Final answer:
To convert 17.0 g of water at 29.0 °C to steam at 100.0°C, one must first calculate the energy required to heat the water to boiling point and then the energy for the phase change to vapor. The energy needed to heat the water is 5012.28 J, and for vaporization, it is 38420 J, totalling 43432.28 J.
Step-by-step explanation:
Calculating the Energy Required to Convert Water to Steam
To calculate the amount of energy needed to convert 17.0 g of water at 29.0 °C to steam at 100.0°C, we need to account for the energy required to heat the water to its boiling point and the energy required for the phase change from liquid to gas.
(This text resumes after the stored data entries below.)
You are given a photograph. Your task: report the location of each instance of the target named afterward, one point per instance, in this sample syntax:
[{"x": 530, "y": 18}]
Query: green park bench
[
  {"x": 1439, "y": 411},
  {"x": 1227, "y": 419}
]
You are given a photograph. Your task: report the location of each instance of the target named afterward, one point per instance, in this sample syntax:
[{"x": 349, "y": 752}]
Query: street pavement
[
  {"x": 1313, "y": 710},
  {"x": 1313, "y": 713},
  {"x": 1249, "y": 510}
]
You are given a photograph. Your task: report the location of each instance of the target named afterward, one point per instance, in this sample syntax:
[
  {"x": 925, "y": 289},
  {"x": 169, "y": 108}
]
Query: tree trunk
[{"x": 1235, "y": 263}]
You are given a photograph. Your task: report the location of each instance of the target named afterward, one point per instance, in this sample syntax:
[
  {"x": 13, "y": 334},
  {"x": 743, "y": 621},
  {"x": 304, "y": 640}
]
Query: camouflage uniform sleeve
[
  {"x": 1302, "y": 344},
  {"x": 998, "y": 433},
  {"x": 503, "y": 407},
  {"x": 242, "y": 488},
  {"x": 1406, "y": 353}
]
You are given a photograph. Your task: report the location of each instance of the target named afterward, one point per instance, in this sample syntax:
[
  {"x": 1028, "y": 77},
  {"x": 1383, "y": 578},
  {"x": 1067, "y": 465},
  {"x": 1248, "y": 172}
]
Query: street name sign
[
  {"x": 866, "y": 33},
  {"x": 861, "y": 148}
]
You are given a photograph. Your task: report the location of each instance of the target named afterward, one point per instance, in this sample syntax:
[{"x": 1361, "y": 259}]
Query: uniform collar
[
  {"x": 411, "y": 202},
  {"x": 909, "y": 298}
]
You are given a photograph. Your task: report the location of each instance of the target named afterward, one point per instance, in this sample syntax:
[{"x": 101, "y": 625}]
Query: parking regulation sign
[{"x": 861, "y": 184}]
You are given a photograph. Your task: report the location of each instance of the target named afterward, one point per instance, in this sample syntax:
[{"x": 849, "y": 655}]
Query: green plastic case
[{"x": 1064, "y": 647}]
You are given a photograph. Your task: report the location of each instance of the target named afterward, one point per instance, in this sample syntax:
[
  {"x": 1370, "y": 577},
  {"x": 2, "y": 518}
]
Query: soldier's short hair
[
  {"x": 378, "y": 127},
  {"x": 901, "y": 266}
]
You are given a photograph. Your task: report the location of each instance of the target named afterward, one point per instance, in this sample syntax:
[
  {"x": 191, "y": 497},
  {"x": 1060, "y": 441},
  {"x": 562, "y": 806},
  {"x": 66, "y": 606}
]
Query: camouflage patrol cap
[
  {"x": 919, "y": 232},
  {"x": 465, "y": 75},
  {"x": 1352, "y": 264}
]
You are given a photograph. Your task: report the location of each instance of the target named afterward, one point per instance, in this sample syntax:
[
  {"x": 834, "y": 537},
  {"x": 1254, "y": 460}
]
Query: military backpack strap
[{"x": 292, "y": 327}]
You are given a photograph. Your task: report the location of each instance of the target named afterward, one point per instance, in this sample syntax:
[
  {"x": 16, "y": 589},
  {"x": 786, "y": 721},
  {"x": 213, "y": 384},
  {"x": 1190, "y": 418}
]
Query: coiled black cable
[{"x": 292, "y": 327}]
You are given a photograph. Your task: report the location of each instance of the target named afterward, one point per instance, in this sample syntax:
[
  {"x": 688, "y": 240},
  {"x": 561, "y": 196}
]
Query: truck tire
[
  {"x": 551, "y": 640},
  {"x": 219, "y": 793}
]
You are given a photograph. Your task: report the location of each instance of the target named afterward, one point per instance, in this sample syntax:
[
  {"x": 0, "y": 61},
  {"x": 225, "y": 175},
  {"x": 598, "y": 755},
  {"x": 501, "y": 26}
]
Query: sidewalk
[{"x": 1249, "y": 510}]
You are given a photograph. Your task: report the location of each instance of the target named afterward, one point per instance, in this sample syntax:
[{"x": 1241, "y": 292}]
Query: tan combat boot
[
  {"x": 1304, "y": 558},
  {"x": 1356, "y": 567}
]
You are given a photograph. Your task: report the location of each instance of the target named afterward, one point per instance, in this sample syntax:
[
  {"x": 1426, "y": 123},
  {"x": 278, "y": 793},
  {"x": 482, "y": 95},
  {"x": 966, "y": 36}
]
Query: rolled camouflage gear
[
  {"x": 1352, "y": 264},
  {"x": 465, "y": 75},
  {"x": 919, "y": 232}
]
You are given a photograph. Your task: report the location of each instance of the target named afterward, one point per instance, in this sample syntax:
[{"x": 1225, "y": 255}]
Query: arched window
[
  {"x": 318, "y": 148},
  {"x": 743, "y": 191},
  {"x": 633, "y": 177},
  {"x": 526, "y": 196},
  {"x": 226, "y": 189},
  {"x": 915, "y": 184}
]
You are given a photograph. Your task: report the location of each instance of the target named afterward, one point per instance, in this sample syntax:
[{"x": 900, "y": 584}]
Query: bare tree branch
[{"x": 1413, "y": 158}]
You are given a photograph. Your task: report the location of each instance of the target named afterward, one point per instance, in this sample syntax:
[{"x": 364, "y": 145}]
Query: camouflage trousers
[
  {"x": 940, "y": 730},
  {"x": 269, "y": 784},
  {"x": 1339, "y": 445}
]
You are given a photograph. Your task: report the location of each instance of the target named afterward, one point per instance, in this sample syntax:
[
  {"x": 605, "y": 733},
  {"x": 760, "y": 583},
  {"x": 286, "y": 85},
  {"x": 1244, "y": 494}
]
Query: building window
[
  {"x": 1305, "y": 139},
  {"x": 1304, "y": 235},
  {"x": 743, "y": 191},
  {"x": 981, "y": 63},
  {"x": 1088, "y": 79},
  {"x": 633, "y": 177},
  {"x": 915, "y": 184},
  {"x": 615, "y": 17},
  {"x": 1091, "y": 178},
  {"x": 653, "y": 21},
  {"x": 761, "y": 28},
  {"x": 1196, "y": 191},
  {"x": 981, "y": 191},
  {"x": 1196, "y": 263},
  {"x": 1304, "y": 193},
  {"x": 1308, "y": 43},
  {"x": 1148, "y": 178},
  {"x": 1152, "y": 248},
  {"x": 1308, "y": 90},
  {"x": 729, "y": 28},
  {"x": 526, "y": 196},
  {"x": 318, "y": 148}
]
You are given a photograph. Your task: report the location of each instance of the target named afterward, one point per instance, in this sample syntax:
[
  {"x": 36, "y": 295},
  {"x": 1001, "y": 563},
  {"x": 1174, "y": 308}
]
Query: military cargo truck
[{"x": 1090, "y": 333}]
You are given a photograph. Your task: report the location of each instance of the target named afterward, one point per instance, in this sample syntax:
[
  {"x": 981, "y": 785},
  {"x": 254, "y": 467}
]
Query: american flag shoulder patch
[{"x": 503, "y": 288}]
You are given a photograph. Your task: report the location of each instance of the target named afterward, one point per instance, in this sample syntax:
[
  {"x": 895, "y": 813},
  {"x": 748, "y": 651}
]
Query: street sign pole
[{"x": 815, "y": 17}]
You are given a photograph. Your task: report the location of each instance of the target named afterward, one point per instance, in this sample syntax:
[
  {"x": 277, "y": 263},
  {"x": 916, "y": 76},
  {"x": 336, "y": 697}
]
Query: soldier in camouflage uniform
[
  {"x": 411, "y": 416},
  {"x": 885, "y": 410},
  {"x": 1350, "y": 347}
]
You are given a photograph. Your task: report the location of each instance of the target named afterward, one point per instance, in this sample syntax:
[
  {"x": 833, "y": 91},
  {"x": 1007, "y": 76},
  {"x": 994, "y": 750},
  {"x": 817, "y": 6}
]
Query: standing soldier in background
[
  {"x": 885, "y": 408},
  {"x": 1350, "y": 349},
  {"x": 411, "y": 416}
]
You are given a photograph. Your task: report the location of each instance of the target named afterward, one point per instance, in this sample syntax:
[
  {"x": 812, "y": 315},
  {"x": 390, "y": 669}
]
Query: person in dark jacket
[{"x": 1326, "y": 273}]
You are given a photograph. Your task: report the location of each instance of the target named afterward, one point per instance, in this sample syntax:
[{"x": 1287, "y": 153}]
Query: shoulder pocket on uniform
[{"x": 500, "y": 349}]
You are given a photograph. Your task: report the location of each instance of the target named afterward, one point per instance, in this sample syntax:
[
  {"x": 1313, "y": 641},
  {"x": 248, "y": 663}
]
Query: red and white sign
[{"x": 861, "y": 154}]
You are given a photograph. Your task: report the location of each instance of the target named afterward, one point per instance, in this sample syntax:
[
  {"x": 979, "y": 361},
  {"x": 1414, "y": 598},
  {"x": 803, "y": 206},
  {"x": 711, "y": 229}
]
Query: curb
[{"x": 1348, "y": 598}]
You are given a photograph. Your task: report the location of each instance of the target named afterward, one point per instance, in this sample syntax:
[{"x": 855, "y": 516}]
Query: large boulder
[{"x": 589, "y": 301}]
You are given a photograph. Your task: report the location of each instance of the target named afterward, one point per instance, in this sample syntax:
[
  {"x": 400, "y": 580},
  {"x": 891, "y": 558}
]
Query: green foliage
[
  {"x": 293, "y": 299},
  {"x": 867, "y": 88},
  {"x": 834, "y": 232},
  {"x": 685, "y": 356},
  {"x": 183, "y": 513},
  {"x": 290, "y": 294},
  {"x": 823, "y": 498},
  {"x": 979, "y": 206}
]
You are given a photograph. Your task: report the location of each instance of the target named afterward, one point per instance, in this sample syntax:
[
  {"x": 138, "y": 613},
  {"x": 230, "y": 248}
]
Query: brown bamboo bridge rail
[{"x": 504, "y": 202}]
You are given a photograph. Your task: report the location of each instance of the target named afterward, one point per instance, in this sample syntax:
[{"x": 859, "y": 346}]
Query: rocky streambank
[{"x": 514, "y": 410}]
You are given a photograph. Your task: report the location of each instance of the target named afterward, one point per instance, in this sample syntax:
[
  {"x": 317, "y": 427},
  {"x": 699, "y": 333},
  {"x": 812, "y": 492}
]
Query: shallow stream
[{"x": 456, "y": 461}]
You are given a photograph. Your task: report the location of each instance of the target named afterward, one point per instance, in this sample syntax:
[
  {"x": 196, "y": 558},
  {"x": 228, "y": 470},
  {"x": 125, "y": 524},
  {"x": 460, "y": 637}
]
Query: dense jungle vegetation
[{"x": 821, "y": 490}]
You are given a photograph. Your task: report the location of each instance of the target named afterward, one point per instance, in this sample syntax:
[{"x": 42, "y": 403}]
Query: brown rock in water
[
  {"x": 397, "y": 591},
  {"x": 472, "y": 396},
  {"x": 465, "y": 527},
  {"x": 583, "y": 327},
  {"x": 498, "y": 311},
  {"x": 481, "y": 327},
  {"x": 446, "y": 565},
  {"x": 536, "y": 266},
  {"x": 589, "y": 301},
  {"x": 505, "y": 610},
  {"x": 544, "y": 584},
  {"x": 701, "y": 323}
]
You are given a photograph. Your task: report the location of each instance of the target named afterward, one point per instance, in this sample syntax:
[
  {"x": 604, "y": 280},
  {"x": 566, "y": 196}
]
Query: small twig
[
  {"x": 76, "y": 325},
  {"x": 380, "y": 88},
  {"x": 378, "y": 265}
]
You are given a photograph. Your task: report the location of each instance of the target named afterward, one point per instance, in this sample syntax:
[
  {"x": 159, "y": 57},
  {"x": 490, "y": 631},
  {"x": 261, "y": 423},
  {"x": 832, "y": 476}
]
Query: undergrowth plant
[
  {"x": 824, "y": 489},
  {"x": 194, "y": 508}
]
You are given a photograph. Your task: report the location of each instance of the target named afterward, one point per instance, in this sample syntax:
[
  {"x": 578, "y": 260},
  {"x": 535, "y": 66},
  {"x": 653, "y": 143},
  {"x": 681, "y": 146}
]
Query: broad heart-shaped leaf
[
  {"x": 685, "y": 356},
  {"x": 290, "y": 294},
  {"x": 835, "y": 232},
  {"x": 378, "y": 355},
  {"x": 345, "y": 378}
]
The specific heat of water is 4.184 J/g°C, which is the amount of energy needed to raise the temperature of 1 gram of water by 1°C.
First, calculate the energy required to heat the water from 29.0 °C to 100.0 °C:
- Energy to heat water (E) = mass (m) × specific heat (C) × change in temperature (ΔT)
- E = 17.0 g × 4.184 J/g°C × (100.0°C - 29.0°C)
- E = 17.0 g × 4.184 J/g°C × 71.0°C
- E = 17.0 g × 4.184 J/g°C × 71.0°C
- E = 5012.28 J
Next, to convert the water at 100.0 °C to steam, we use the latent heat of vaporization, which for water is 2260 J/g. The energy (E) for the phase change is:
- E = mass (m) × latent heat of vaporization (L)
- E = 17.0 g × 2260 J/g
- E = 38420 J
Therefore, the total energy required is the sum of the energy to heat the water to boiling point and the energy for the phase change:
- Total energy = energy to heat water + energy for phase change
- Total energy = 5012.28 J + 38420 J
- Total energy = 43432.28 J
The total energy required to convert 17.0 g of water at 29.0 °C to steam at 100.0°C is 43432.28 J.